Ultimately, you have to change ‘the calorie in to calorie out balance’. Nothing, including new obesity drugs such as Rimonabant, can buck this truth in the long term. But that is not where the real problem lies. The problems do not lie in long chains of fatty acids or carbohydrates but in long chains of habits.
The reason people are overweight lies not in their food but in the way their poor eating and exercise habits are locked into a negative spiral. And surprising as it may seem, they are fixed in place by a set of habits that have nothing to do with food.
Broadly speaking, there are two types of habit: proximal and distal. Proximal habits are those restricted to just one area of your life, such as brushing your teeth, cleaning the house or riding a bike. These proximal habits are not, as a rule, linked in a chain to other habits and behaviors.
When you wash yourself or put on your coat, for example, you quickly carry out these habits and then move on to something else. For most people, these habits are automatic and save time and effort.
Distal habits are very different. They naturally develop much longer chains and do not end with the simple behavior they started off with but are linked to quite different thoughts and behaviors.

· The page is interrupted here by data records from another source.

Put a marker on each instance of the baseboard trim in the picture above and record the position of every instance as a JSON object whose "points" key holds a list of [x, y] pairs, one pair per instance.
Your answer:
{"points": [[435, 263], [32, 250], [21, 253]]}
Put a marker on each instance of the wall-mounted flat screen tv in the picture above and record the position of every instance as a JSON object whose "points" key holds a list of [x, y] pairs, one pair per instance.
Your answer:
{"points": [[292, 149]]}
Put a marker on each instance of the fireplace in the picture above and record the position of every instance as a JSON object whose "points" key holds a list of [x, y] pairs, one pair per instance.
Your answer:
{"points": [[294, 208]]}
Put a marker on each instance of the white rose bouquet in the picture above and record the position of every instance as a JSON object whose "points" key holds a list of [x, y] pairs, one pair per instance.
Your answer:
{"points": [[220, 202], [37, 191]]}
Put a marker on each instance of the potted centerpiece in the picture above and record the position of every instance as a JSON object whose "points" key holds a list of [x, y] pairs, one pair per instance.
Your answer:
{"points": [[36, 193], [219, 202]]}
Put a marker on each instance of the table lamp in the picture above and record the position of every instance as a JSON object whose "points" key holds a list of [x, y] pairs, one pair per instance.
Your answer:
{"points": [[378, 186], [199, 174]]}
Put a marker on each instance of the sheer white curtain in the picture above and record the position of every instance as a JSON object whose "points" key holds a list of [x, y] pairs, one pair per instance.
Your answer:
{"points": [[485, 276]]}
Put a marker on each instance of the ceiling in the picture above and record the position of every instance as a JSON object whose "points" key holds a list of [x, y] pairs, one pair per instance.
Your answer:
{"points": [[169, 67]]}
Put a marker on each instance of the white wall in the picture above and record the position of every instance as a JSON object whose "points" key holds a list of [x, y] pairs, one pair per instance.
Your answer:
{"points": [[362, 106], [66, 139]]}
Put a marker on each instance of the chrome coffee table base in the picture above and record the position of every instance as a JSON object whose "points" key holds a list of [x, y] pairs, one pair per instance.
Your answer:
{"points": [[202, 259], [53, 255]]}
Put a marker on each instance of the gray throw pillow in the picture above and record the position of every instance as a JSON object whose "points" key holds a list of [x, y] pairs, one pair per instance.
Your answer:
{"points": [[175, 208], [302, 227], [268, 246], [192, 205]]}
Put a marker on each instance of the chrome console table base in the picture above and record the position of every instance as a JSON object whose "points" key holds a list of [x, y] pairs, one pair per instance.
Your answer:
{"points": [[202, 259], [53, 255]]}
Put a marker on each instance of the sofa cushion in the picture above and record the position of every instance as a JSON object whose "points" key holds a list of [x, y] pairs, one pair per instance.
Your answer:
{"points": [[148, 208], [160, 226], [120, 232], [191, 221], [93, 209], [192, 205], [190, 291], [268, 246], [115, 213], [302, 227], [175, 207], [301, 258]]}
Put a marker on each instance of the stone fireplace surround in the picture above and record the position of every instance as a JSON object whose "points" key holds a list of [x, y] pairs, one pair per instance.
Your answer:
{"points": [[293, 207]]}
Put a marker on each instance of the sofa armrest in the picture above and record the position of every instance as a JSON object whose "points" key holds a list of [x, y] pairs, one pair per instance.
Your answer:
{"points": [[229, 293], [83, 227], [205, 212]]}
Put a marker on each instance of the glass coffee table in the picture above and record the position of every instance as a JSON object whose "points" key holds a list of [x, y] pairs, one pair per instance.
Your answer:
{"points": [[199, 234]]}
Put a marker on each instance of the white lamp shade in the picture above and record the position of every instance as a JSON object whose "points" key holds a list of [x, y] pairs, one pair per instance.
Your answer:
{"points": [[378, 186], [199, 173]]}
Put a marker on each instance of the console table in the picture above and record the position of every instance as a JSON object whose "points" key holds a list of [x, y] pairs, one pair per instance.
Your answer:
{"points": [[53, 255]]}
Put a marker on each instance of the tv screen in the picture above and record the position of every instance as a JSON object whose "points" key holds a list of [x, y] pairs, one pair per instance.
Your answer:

Watching the television, for example, is often linked to things such as resting, eating and drinking, as well as many other thinking and behavioral habits.

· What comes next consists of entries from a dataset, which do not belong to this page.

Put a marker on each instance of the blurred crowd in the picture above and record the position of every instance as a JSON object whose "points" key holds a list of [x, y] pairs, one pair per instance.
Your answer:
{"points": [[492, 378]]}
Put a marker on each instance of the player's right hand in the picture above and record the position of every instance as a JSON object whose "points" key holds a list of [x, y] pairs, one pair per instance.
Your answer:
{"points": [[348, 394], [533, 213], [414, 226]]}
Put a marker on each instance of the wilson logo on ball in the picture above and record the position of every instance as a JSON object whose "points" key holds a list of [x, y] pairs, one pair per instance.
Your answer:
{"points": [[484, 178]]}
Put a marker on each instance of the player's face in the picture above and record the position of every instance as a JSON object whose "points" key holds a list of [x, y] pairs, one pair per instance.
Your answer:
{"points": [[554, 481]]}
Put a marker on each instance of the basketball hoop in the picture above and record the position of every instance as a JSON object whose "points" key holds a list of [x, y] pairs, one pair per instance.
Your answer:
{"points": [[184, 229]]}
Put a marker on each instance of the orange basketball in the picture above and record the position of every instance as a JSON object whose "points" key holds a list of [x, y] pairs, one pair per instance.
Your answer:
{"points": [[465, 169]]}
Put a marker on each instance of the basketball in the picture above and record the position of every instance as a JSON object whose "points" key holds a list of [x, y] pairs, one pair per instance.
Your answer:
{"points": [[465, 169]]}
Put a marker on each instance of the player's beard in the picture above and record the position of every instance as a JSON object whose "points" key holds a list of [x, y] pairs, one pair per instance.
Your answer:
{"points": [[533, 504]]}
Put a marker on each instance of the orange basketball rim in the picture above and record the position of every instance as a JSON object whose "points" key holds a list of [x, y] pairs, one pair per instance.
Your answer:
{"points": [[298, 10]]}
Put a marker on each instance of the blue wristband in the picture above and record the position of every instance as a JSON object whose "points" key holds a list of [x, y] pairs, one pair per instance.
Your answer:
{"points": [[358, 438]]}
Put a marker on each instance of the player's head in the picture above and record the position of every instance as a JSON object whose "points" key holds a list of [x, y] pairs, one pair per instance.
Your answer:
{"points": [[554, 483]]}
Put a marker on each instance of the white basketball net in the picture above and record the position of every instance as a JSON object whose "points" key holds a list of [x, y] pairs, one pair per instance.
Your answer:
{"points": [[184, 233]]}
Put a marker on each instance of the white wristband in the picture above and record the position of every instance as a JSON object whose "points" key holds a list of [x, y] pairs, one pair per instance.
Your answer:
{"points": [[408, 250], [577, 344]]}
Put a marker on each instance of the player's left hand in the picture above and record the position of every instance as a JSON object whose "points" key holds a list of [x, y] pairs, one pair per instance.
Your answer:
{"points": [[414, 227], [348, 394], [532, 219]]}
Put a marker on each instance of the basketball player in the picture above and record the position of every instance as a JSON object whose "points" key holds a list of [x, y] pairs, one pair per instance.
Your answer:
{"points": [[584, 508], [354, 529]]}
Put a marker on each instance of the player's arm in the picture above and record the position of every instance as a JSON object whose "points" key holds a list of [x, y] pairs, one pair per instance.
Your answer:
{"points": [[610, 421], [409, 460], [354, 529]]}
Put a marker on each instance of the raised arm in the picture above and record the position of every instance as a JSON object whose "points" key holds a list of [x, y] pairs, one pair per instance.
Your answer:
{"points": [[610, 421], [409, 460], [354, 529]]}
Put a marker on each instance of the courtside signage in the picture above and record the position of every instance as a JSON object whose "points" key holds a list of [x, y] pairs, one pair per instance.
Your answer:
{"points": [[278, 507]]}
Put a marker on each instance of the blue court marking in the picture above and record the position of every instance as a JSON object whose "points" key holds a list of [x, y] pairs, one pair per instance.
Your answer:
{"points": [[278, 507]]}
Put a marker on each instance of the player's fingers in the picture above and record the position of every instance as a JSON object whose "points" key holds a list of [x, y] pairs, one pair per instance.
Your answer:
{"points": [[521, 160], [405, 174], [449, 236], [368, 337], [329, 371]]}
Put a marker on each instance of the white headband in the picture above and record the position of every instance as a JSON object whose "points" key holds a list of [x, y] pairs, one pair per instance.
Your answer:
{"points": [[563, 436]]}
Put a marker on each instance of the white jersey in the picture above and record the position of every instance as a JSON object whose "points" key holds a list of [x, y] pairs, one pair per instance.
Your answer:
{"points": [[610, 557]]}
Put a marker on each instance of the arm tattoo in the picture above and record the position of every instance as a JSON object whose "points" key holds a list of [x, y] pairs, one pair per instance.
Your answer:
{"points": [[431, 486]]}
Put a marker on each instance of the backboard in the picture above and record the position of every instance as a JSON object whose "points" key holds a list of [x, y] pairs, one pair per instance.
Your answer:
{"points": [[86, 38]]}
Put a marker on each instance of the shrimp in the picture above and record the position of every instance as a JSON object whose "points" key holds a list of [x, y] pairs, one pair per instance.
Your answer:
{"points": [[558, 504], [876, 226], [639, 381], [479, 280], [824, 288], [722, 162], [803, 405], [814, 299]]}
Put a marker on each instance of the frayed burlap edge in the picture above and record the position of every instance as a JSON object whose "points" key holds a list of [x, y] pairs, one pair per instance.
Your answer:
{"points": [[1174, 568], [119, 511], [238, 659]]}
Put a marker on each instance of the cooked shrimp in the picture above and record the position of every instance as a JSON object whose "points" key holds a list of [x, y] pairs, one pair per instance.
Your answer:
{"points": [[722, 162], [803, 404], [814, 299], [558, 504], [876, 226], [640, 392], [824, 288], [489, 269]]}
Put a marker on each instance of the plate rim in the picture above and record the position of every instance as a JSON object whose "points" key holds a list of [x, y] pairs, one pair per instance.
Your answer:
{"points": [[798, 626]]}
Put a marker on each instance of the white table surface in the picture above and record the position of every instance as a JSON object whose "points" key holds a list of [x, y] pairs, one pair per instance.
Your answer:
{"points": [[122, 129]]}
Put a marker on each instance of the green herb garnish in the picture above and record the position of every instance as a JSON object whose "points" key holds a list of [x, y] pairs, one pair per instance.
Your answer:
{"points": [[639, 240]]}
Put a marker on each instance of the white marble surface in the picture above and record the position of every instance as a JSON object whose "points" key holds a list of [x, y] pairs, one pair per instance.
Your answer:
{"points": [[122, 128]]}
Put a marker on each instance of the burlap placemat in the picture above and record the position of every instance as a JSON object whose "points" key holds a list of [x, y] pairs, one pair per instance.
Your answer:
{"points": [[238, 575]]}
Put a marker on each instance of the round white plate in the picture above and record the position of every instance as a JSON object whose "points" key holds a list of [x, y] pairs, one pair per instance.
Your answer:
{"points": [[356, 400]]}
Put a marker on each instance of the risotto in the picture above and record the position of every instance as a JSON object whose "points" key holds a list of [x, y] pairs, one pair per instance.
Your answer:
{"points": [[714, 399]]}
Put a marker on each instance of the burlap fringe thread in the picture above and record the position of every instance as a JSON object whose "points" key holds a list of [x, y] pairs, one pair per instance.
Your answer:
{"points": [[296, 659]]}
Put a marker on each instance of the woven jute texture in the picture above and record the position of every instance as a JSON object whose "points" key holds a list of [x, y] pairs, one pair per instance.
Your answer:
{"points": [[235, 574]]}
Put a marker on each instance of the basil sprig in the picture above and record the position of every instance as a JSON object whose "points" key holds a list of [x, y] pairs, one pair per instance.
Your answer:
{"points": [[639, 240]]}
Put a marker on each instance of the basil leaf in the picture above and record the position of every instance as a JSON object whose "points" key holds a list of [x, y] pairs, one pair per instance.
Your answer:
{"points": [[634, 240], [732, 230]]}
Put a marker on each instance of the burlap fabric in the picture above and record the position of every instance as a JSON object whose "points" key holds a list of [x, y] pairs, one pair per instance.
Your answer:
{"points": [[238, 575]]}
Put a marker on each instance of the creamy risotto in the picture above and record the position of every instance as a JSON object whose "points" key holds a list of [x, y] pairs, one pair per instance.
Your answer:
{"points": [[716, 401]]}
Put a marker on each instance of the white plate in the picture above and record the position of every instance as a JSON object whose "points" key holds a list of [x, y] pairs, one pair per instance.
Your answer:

Food and exercise habits fall into this category too. Distal habits have numerous links to other behaviors that appear to have nothing to do with the original habit. They are also more distant from the problem area and usually go unnoticed and un-tackled.
For example, what you eat for lunch is accompanied by a whole set of expectations, reinforcements, past learning and a social context that is quite independent of the food actually consumed.
The food that you eat is a consequence of a large array of connected habits. All of these conspire to make sure that you do things the way you did them in the past.
Is it any wonder that you find it virtually impossible to lose weight? You simply do not have enough willpower to beat all of these interconnected habits. You will not be aware of most of them and, even if you were, you would not be strong enough to beat the habits of a lifetime.
And this is the central reason why food diets fail. Dieters attempt to the best way lose weight by changing only their food and exercise habits. But according to recent scientific advances, eating is locked in place by a large set of extremely long habit chains – the distal web of habits. It is only when these supporting habits are targeted that the dieter can succeed in the longer term.